To that effect, Libya after Col Gaddafi is neither a democracy nor an autocracy. National oil wells are being scrambled for by tribal militias and diplomats. In neighbouring Egypt, the former ‘democratic’ masses and their governors have now been labelled ‘terrorists’, as they continue to destroy what may need a new martial plan to reconstruct.
In Ukraine, the masses started off somewhat civilized, but sooner degenerated into destructive mobs against their “commonwealth”, as they demanded to belong to their maternal Europe, while the governors preferred to remain with their paternal Russia.
In Thailand, the masses demanded the stepping down of their elected lady prime minister.
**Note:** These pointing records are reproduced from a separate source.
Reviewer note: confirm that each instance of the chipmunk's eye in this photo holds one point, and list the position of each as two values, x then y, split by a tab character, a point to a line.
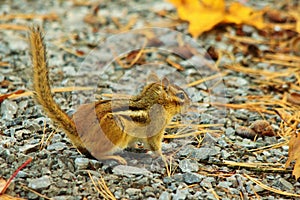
180	95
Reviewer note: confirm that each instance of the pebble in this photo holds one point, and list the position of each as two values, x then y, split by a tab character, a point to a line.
225	184
29	148
204	153
82	163
133	191
57	146
286	184
207	182
229	131
188	165
191	178
165	196
209	140
40	183
8	109
130	170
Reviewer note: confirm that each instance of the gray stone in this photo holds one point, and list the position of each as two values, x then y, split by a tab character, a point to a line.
133	191
225	184
165	196
204	153
130	170
286	184
207	182
28	148
8	109
82	163
180	194
225	154
209	140
246	143
186	151
188	165
40	183
57	146
257	188
191	178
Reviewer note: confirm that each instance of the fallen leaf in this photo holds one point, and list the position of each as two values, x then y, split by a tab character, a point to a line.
294	154
294	98
204	15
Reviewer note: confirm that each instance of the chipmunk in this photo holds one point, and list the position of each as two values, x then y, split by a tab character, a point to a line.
101	127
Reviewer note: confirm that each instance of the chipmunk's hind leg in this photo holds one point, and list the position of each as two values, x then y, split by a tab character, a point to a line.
119	159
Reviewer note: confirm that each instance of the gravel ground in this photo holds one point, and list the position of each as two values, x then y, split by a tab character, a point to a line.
197	167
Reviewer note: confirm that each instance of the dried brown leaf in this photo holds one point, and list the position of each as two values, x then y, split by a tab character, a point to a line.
294	154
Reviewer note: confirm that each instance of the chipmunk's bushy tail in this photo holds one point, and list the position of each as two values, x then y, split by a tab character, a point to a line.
42	90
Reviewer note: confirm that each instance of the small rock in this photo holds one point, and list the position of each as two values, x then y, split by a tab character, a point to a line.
165	196
29	148
286	184
191	178
82	163
257	188
133	191
188	165
207	182
130	170
70	71
246	143
186	151
8	109
229	131
40	183
225	184
204	153
180	194
209	140
57	146
225	154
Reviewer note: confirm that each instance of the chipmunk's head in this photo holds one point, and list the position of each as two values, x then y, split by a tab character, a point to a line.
173	98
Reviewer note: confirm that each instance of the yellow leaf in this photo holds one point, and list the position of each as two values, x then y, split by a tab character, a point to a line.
238	14
198	25
203	15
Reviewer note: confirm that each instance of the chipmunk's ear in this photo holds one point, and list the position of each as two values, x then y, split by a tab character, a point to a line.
152	78
165	82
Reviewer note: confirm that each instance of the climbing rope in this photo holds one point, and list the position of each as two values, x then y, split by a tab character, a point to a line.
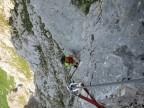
114	83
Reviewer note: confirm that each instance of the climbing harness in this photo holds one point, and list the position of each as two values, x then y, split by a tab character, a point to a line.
72	73
75	91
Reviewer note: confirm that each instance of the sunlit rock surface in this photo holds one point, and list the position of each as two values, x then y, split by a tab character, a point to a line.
109	42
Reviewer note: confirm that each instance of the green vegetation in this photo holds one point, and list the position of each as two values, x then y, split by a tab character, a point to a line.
16	7
17	61
25	18
83	5
4	24
6	84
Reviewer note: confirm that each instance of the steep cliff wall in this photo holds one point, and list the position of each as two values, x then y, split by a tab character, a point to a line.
16	77
109	40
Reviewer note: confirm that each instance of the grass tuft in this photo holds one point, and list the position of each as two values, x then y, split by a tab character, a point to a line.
83	5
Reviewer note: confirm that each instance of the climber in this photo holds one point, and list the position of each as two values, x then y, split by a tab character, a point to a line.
70	60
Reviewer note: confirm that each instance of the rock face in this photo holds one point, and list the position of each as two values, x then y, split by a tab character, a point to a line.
15	74
109	41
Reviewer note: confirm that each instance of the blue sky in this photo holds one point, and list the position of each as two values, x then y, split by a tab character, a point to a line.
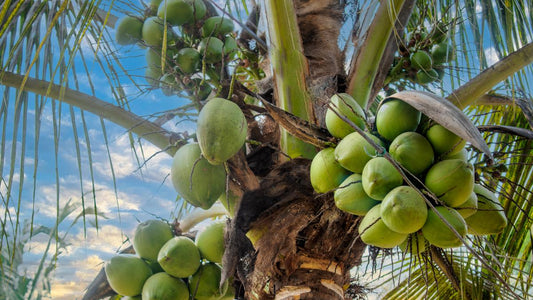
141	192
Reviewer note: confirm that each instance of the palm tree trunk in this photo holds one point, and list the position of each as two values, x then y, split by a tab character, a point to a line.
304	247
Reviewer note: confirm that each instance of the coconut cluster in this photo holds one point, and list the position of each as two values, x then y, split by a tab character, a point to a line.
423	56
183	44
168	267
198	172
368	183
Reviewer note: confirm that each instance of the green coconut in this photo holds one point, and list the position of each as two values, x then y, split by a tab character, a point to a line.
414	244
374	232
179	257
444	141
326	173
126	274
168	84
229	200
427	76
421	60
149	237
154	266
153	58
162	286
205	283
176	12
199	182
200	88
210	241
413	151
199	8
211	48
490	217
350	196
152	76
217	26
395	117
469	207
129	30
152	31
344	105
451	180
221	130
462	155
188	60
230	46
438	233
380	177
354	151
442	53
404	210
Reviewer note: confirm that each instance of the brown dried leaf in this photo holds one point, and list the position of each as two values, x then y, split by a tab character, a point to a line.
446	114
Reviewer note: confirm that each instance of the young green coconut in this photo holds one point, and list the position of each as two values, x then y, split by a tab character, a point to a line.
162	286
373	230
126	274
149	237
179	257
221	130
326	173
199	182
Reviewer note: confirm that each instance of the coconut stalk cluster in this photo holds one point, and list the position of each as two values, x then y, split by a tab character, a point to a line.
186	47
169	267
368	168
198	170
423	56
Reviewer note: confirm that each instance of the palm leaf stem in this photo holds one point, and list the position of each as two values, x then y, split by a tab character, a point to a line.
290	70
468	93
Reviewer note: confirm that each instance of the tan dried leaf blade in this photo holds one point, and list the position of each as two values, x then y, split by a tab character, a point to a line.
446	114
When she called for elections, to give them an opportunity to elect whoever they thought was a better choice, they did not want them.
These are the mobs and masses.

He is also critical of the leadership in other nations that have seen changes in their governing systems where elites have taken charge - Iraq, Juba, and Lebanon among them. In these cases democracy cannot take hold since no institutions exist to restrain the ambitions of the leadership (Egypt fits here as well).
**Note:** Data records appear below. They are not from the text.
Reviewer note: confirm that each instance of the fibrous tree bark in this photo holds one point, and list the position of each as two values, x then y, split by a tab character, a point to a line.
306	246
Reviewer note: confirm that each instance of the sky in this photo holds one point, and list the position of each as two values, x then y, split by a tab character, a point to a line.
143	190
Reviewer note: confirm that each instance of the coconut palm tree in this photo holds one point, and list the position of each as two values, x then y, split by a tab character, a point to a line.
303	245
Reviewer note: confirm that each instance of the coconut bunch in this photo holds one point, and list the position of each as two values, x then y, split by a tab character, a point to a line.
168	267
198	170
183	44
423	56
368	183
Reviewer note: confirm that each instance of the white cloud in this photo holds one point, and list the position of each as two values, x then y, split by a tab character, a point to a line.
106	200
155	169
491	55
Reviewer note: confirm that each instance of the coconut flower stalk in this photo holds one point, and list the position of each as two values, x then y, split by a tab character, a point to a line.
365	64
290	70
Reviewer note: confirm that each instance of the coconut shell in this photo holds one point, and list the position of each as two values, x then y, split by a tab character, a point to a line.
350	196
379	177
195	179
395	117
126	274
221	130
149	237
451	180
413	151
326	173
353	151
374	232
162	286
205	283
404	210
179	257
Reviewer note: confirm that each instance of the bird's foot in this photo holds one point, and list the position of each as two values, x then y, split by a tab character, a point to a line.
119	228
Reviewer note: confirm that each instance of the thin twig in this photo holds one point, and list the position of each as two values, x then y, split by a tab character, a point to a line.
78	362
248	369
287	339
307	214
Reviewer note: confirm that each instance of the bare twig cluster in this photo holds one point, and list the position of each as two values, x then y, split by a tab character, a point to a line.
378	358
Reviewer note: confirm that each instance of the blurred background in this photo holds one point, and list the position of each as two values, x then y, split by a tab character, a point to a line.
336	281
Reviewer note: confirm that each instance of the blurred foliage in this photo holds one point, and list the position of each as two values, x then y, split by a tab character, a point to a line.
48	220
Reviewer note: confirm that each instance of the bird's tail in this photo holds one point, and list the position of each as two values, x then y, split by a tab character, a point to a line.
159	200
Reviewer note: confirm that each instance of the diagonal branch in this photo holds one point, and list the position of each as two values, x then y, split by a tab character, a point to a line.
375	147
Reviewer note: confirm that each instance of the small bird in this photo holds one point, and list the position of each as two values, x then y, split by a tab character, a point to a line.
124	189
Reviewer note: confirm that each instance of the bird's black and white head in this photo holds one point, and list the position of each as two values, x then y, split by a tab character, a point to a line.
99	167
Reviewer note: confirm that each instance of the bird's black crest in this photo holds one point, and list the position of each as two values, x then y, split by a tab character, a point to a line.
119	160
This supports the argument we make in class that while it is true that democracies are difficult systems to establish, they are even more difficult to maintain. It was a chief concern of the Constitution's framers, and one of the points the authors of the Federalist Papers tried to make - that the Constitutional system they were able to develop would be able to restrain both the elites and the masses.  

Tuesday, January 11, 2011

A Hungarian Tyranny?

We've discussed separated powers in some of our introductory lecture and mentioned that a major concern of the framers of the constitution was that these separated powers would become concentrated, generally at the hands of an ambitious office holder. The internal design of each institution is, according to Madison, designed to ensure that the ambitions in one institution would be checked by those in another.

Apparently Hungary lacks such a design. The current government has embarked on a series of institutional changes that grant it control over all governing institutions, in addition to the media. Critics see this as a step towards autocratic rule.